The following are exempt from ERISA’s definition of a MEWA:
- Single employer plans
- Plans offered by multiple employers under common control
- Plans offered under a collective bargaining arrangement
- Plans offered through a rural electric cooperative
- Plans offered through a rural telephone cooperative
Under what circumstances may a plan offer benefits to employees of more than one employer and not be considered a MEWA? When the plan covers multiple employers under “common control.” An advisory opinion from the Department of Labor alone does not create an exemption.
Under an employee leasing arrangement, the employer in the employer-employee relationship is the one who sets the terms of employment such as job description, compensation level, and termination — not the PEO that processes payroll. To determine whether a direct employer-employee relationship exists, the Department of Labor relies on common law principles.
Under ERISA’s definition of a MEWA, the plan must be classified as none of the above (employer, bona fide association of employers, or employee organization) for it to be a MEWA — meaning the MEWA definition captures arrangements that fall outside the normal single-employer or bona fide association structures.
Part 3 — State Regulation of MEWAs
| Clause | What It Means |
|---|---|
| Preemption Clause | ERISA’s provisions supersede state law governing employee benefit plans. ERISA preempts any state law that “relates to” an employee benefit plan. |
| Savings Clause | Exception to preemption — effectively allows continued application of state insurance laws. State laws that regulate insurance are “saved” from ERISA preemption. |
| Deemer Clause | Limits states’ ability to classify (or “deem”) ERISA-covered employee benefit plans as an insurance company. The 1983 amendment to ERISA specifically exempts MEWAs from the deemer provision. |
Prior to 1983, states attempted to subject MEWAs to state insurance law requirements, but were frustrated by MEWA-promoter claims of ERISA-plan status and federal preemption. Recognizing that it was appropriate and necessary for states to establish and enforce state insurance laws with respect to MEWAs, Congress amended ERISA in 1983. This amendment provides an exception to ERISA’s broad preemption provisions for the regulation of MEWAs under state insurance laws.

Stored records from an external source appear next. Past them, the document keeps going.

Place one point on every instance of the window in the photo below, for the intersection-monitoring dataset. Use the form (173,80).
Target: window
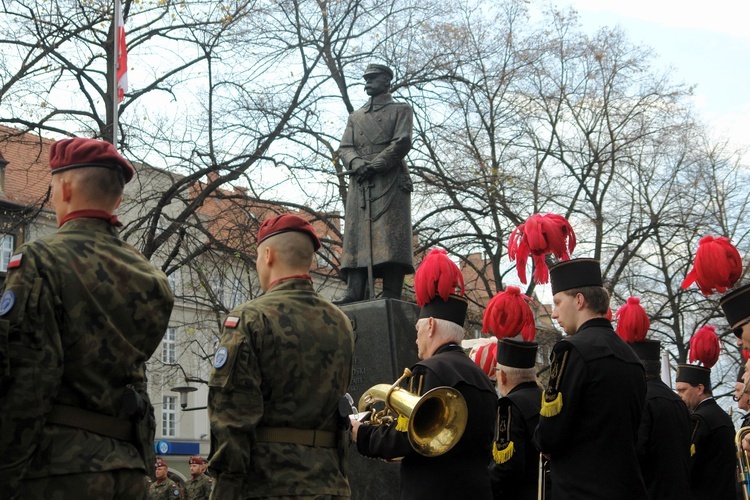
(237,294)
(168,348)
(169,416)
(6,251)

The practical effect of the 1983 amendment to ERISA’s “deemer” clause was to bring MEWAs under state insurance regulation. Under ERISA’s definition, a MEWA is subject to state insurance jurisdiction whether or not it is an ERISA-covered plan.
- State licensing requirements
- State reserve requirements
- State reporting and auditing provisions
- All other applicable state insurance laws, provided they are not inconsistent with ERISA
State laws governing MEWAs may not be inconsistent with provisions of ERISA. A state law would be inconsistent with ERISA if it required a MEWA to make investments prohibited under ERISA. State laws that require longer periods of continued coverage than mandated by COBRA, or laws that require licensing of MEWAs, or laws that subject MEWAs to penalties for non-compliance — these are not inconsistent with ERISA.
The U.S. Department of Labor has not issued any exemptions from state regulation for MEWAs and has no regulations allowing such exemptions. A state does not need to obtain an ERISA Advisory Opinion before asserting its jurisdiction over MEWAs — if the plan is a MEWA as defined by ERISA, it is automatically under the state’s jurisdiction.